Hinca tahu betul bahwa kasih itbu sepanjang masa. Seperti apa pun kondisi anaknya, sang ibu tetap akan mengasihinya tanpa syarat.

Rintihan hati A Br Ginting itu pun disambut Hinca dengan penuh kehangatan. “Baik ibu. Karena ibu sudah ikhlas menyerahkan anak ibu kepada Relawan PiNK untuk dibina dan direhab, kami memohon ibu turut membawanya dalam doa,” kata Hinca.

“Nanti Anes dan kawan-kawan semua akan membawa dia, menjemput dia, membawa dia untuk direhab. Tempatnya di Klinik Amanah di Kab. Asahan, Sumatera Utara. Nantinya Relawan PiNK yang akan memberikan kabar tentang kondisi anak ibu,” tambah Hinca.

Hinca mengaku tidak tahu berapa lama akan direhab. Tergantung kecanduannya. “Nanti dokter yang akan mengobservasinya,” kata Hinca.

Selama direhab, sambung Hinca, pihak keluarga tidak boleh melihat atau mengunjunginya dalam waktu tertentu. Nanti ada waktunya untuk melihat. “Mungkin Anes dan teman-teman nanti bisa membawa ibu melihatnya. Dan kalau sudah sembuh akan kami antar pulang,” ujar Hinca.

Selanjutnya Hinca bersama Tim Relawan PiNK mengunjungi rumah Ezri Ginting di Desa Sukanalu, Kec. Barus Jahe. Saat tiba, mereka mendapati Ezri masih tertidur di rumah panggung miliknya di Dusun l Sukanalu.

Kehadiran mereka rupanya sudah ditunggu Supiani Br Barus ibunda Ezri Ginting bersama Kepala Dusun I, Wingli Sitepu dan warga desa.

Di sini ada momen haru yang membuat air mata bercucuran. Kala itu, Ezri Ginting yang hendak diserahkan kepada Tim Relawan PiNK, tiba-tiba mendatangi Anggota Komisi III DPR RI, Hinca Pandjaitan.

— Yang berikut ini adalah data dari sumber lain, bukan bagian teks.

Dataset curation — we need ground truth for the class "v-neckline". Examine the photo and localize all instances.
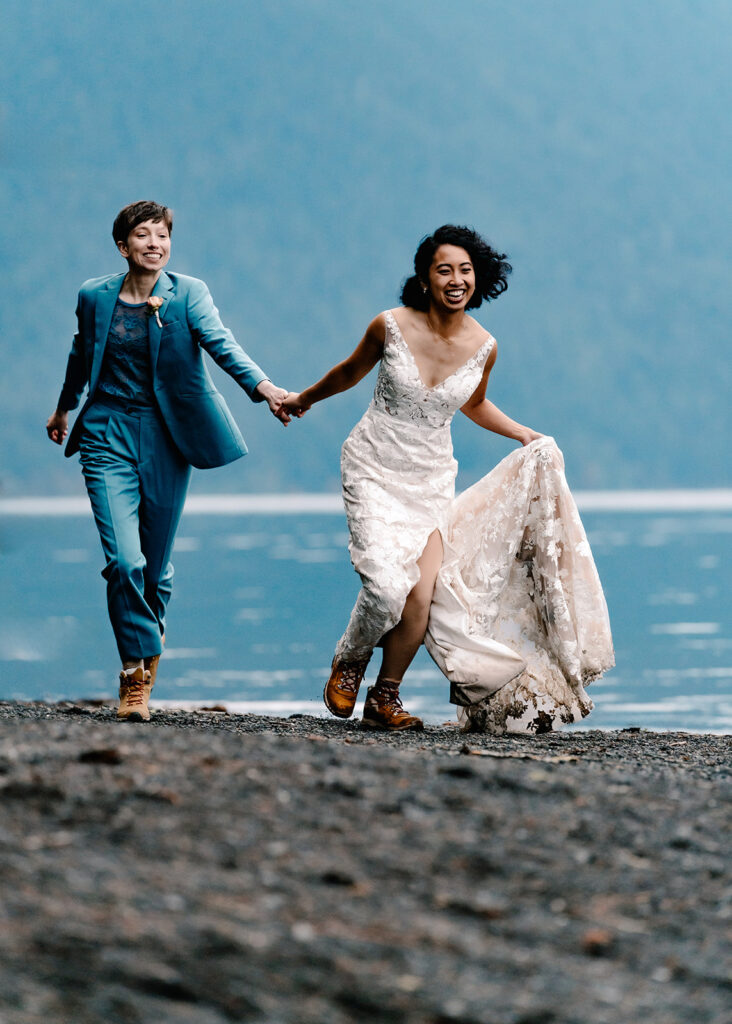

Tanpa ragu seolah menemukan kembali sosok sang ayah yang telah pergi meninggalkan dunia fana ini, Ezri Ginting langsung memeluk erat Hinca Pandjaitan yang dibalas dengan pelukan penuh kasih sayang.

Isak tangis sang ibu pun pecah. Dia pun ikut memeluk buah hatinya itu. Sejumlah warga lainnya pun terlihat menitikkan air mata penun haru. Selanjutnya, tetesan air mata sang bunda mengiringi langkah kaki sang anak bersama Tim Relawan PiNK.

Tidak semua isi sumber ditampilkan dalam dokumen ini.